Além destes pontos, a relação entre as duas séries sugerida pelo gráfico enseja a suspeita de quebra estrutural, principalmente a partir de 2014, ano em que a economia nacional entra em recessão, mas a carga de eletricidade parece acompanhar este movimento. Esta possibilidade de quebra estrutural, já reconhecida por muitas àreas comerciais de distribuidoras de energia elétrica que têm causado dificuldades em seus profissionais no exercício de previsão de mercado, motivou o uso de séries mensais. Veja que, dada a quebra estrutural, é necessário identificar janelas de observações que apresentem possível relação de longo prazo.

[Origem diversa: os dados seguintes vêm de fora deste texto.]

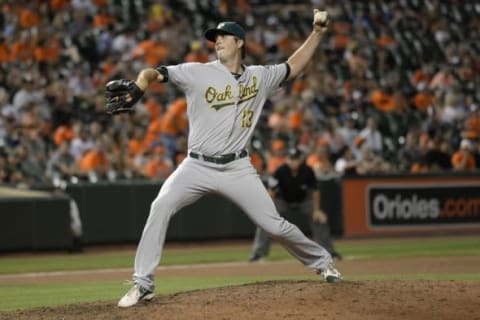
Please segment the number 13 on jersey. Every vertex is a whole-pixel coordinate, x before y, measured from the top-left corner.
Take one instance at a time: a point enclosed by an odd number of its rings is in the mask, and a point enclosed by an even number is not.
[[[252,108],[242,110],[242,128],[250,128],[252,126],[253,110]]]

Este exercíco é delicado, uma vez que implica, necessariamente, a perda de muitos observacões. Considerado que há alguma estabilização a partir de 2017, teríamos, então, pouco mais de doze observações trimestrais para estimar uma relação de longo prazo. Segundo as melhores melhores referências, 12 observações não é suficiente, principalmente quando se consideram que os efeitos defasados devem ser testados. Juselius (2008) é uma excelente referência sobre o tema.
Na P11 da NOTA TÉCNICA Nº 77/2020/SGT/SFF/SRM/SRD/GMSE/ANEEL, de 25/05/2020 é possível ler
- Toda a modelagem consta da aba “Cenários Mercado PIB (RLF)” da planilha a ser disponibilizada em apenso à presente Nota Técnica, sendo que para a solução é utilizada a ferramenta solver do Excel, modelo Simplex. A figura abaixo apresenta a distribuição dos dados, bem como regressão linear e RLF.
A utilização de técnicas econométricas de séries temporais permitiria que a dinâmica do efeito da atividade econômica sobre a carga fosse estimada, não imposta por um hipótese. Ressalte-se que a escolha de um modelo cross section não permite que os efeitos defasados de uma série sobre a outra seja adequadamente estimado.
Estas observações têm o objetvo de contribuir aumentar a compreensão sobre as medidas tomadas pela ANEEL e aprimoramento das mesmas.
Cicala, S., Early Economic Impacts of COVID-19 in Europe: A View from the Grid, disponível aqui, 2020.
Ferreira et al., BETS: Brazilian Economic Time Series, 2018.
Juselius, K. The Cointegrated Var Model, Mehodology and Applications, Advanced Texts in Econometrics,Oxford, 2008.